Australie

  • Australie: des koalas sauvés des incendies relâchés dans la nature

    En Australie, pendant les incendies qui avaient détruit une partie du pays en fin d’année 2019 et en janvier 2020, des koalas avaient été recueillis et protégés. Dans les jours à venir, ils retrouveront leur habitat naturel.

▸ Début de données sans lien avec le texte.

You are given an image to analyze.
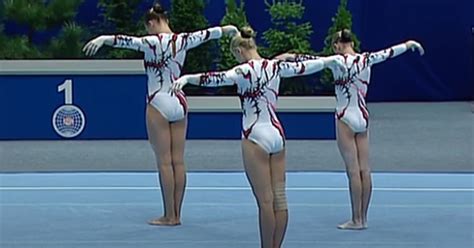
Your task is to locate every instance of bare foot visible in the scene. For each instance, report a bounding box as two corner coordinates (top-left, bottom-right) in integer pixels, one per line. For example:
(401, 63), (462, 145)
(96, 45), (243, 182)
(337, 220), (365, 230)
(148, 217), (181, 226)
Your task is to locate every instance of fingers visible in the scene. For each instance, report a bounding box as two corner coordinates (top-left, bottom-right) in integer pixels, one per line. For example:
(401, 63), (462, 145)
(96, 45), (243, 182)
(82, 42), (99, 56)
(222, 25), (239, 36)
(82, 38), (102, 56)
(82, 42), (94, 56)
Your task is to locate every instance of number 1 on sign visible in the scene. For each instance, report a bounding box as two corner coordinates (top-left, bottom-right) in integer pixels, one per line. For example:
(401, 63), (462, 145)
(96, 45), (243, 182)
(58, 79), (72, 104)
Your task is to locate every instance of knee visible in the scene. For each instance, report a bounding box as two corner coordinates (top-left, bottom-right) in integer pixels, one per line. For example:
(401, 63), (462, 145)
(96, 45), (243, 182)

    À cause des feux ravageurs du début d’année, plus d’un milliard d’animaux ont péri en AustraliePendant ces incendies, des koalas ont été recueillis dans les Blue Mountains et mis à l’abri au zoo de Taronga. C’est donc treize koalas qui retrouveront la liberté dans les jours à venir. Parmi eux, une femelle, appelée Karlie, a redécouvert la liberté avec un bébé dans le ventre.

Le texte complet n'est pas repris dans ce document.